Hi all does anyone have any tips on securing a tapered chuck into a vertical milling machine as tip does not allow for the draw bar to be screwed into. have tried tapping with hammer etc. damaged two pieces now with chuck dropping when performing a milling task. i do have a collet chuck which works fine the a couple of mills i have do not fit in, so have to use a standard mt3 tappered chuck.


----------



## RM-MN (Feb 28, 2020)

Find out why that drawbar doesn't screw in.  It should.  It may need a different diameter or different thread.


----------



## tornitore45 (Feb 28, 2020)

It will never stay put without a draw-bar and dangerous without.


----------



## Jasonb (Feb 28, 2020)

Get a collet that fits the cutters you are trying to use.

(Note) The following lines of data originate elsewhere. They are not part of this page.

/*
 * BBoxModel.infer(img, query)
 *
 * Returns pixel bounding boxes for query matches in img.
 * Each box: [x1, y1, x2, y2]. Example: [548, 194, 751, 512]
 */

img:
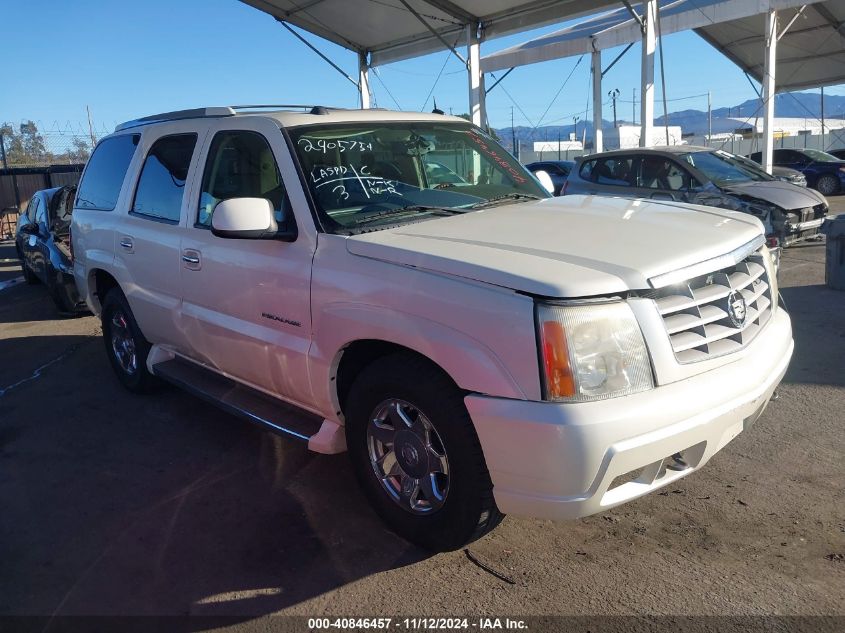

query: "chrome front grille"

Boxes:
[648, 250, 773, 364]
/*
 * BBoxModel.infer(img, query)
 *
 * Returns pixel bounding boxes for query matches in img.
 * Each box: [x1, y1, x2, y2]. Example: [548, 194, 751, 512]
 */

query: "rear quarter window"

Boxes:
[579, 160, 595, 181]
[75, 134, 140, 211]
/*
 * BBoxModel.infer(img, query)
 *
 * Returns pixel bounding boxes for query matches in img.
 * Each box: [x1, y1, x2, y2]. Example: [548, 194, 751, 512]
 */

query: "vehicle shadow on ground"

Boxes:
[0, 333, 430, 625]
[779, 283, 845, 388]
[0, 282, 89, 324]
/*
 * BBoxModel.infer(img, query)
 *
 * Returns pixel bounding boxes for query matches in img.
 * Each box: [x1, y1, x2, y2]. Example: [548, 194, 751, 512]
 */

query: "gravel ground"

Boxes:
[0, 201, 843, 630]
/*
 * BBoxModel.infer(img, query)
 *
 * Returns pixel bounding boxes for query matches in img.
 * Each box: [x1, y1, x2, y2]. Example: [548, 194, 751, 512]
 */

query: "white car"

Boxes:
[71, 106, 793, 551]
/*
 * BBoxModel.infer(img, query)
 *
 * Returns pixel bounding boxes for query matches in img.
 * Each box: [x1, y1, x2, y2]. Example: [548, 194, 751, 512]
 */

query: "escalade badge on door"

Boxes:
[726, 290, 747, 328]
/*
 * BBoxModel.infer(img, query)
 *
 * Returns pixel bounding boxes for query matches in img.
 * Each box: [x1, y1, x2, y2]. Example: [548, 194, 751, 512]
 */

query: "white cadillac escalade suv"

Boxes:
[72, 106, 793, 551]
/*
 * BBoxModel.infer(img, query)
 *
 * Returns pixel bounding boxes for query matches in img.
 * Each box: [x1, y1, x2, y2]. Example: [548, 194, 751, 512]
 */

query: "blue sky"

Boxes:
[4, 0, 844, 134]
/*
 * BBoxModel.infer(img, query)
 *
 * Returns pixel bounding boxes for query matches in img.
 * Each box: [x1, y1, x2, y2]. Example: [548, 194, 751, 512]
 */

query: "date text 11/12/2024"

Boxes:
[307, 618, 529, 630]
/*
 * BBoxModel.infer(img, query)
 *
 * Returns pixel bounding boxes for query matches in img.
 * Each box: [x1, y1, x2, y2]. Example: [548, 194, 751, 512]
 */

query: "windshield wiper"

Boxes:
[468, 193, 544, 209]
[353, 205, 462, 226]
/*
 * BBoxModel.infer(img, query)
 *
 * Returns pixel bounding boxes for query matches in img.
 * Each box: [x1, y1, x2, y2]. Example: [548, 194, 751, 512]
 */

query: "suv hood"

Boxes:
[346, 195, 763, 297]
[722, 180, 826, 210]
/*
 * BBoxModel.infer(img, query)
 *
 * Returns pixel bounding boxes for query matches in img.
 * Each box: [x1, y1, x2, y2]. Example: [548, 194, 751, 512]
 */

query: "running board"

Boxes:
[153, 358, 324, 443]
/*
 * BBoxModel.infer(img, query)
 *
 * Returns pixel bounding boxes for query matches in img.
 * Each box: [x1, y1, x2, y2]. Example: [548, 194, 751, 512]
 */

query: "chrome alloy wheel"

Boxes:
[367, 398, 450, 514]
[110, 311, 137, 375]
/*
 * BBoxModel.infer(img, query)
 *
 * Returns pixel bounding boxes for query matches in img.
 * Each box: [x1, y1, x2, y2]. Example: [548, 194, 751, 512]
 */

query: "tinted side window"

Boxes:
[579, 160, 595, 181]
[131, 134, 197, 224]
[76, 134, 140, 210]
[197, 130, 289, 228]
[35, 196, 46, 226]
[594, 158, 635, 187]
[640, 157, 689, 190]
[26, 197, 40, 222]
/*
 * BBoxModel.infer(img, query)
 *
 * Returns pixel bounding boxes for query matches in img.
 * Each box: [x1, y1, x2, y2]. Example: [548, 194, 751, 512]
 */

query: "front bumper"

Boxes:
[466, 308, 793, 521]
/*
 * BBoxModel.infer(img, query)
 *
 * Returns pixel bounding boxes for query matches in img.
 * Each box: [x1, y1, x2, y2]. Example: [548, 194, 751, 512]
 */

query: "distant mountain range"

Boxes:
[494, 91, 845, 150]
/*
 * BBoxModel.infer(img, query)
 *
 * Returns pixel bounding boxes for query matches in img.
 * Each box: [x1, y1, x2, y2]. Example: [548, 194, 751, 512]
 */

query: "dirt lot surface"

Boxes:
[1, 200, 843, 630]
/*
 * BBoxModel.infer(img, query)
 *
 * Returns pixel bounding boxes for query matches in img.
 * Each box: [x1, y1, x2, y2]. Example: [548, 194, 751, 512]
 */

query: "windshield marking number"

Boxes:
[298, 138, 373, 153]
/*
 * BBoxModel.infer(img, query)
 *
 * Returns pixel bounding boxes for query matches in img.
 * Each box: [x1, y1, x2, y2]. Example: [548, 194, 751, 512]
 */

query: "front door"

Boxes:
[179, 118, 315, 407]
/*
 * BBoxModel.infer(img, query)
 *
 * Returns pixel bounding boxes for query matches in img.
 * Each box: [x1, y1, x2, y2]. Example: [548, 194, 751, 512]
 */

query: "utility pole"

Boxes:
[632, 88, 636, 125]
[558, 131, 561, 160]
[707, 91, 712, 146]
[608, 88, 620, 128]
[573, 116, 580, 146]
[511, 106, 517, 158]
[86, 106, 97, 147]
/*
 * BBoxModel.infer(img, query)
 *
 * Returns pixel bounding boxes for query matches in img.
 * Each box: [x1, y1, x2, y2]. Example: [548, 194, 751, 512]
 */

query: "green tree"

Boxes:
[0, 120, 51, 166]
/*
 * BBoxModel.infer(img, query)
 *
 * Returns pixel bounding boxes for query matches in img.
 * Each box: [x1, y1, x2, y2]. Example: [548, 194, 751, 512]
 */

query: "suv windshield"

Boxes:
[682, 150, 771, 186]
[289, 122, 548, 233]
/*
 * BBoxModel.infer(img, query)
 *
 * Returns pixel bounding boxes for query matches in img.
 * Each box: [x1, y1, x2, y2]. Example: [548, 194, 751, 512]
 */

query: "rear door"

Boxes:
[585, 156, 638, 197]
[114, 128, 204, 349]
[178, 117, 316, 406]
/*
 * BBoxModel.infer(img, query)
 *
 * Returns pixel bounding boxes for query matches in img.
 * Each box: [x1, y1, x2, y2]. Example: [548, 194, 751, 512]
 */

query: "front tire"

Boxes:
[345, 353, 502, 551]
[101, 289, 158, 393]
[816, 174, 839, 196]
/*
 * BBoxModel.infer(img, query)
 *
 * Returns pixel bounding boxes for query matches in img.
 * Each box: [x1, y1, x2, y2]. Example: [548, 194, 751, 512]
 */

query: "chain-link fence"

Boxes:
[0, 122, 96, 168]
[0, 122, 97, 236]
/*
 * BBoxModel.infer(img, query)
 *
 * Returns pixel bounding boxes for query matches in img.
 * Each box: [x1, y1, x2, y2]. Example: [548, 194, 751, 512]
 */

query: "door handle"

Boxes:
[181, 249, 202, 270]
[119, 239, 133, 249]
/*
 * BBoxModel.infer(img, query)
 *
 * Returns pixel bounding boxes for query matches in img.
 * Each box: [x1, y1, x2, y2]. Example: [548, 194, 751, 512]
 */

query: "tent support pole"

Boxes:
[640, 0, 656, 147]
[358, 51, 371, 109]
[592, 48, 603, 153]
[762, 8, 777, 174]
[467, 23, 487, 129]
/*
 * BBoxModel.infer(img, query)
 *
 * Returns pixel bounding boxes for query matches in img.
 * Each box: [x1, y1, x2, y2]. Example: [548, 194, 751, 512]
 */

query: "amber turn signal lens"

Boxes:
[540, 320, 576, 399]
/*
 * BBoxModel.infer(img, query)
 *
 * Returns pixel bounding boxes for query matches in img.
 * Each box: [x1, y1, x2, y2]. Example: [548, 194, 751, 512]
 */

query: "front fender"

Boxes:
[308, 302, 528, 422]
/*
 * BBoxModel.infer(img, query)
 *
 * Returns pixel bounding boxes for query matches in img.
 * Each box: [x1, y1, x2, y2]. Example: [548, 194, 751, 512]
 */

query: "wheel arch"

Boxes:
[333, 340, 461, 420]
[87, 268, 120, 315]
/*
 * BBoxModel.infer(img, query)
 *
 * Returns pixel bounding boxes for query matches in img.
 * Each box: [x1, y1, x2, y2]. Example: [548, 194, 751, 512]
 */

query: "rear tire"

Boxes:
[20, 259, 38, 285]
[816, 174, 839, 196]
[345, 353, 503, 552]
[101, 289, 158, 393]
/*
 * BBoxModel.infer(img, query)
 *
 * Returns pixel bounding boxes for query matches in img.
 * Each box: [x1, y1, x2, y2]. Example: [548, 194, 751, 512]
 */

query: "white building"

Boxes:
[604, 125, 685, 149]
[727, 117, 845, 136]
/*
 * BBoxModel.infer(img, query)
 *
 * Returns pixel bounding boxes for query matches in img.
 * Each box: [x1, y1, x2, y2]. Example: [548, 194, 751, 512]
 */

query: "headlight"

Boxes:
[536, 301, 654, 402]
[762, 246, 779, 313]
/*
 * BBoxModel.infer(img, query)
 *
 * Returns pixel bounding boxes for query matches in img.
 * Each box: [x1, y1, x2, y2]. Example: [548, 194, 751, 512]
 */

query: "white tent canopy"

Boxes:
[481, 0, 845, 91]
[240, 0, 619, 67]
[240, 0, 620, 125]
[240, 0, 845, 171]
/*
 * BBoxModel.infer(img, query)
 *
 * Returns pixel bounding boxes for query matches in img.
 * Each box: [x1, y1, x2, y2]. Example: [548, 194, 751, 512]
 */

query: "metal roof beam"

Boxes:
[417, 0, 477, 23]
[286, 0, 327, 16]
[812, 3, 845, 42]
[777, 4, 807, 40]
[396, 0, 469, 66]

Is this a tanged MT3 taper with a drill chuck on it, if so not a good idea to hold milling cutters in a drill chuck as they will pull out even if you change the arbor to one that takes a brawbat


----------



## MARK ROBINSON (Feb 28, 2020)

Thank you all assumed it was ok to use as is what came with the v20 chester mill from new? will invest in a bigger collet range


----------



## Jasonb (Feb 29, 2020)

They are sold as *Mill-drills* and most will come with a drill chuck though often the MT taper is the threaded type for a draw bar. It would be worth thinking of changing the arbor to a drawbar one anyway as easier to eject than a tanged one and not going to drop out but don't use it for milling.

https://www.arceurotrade.co.uk/Catalogue/Chucks/Drill-Chuck-Arbors


----------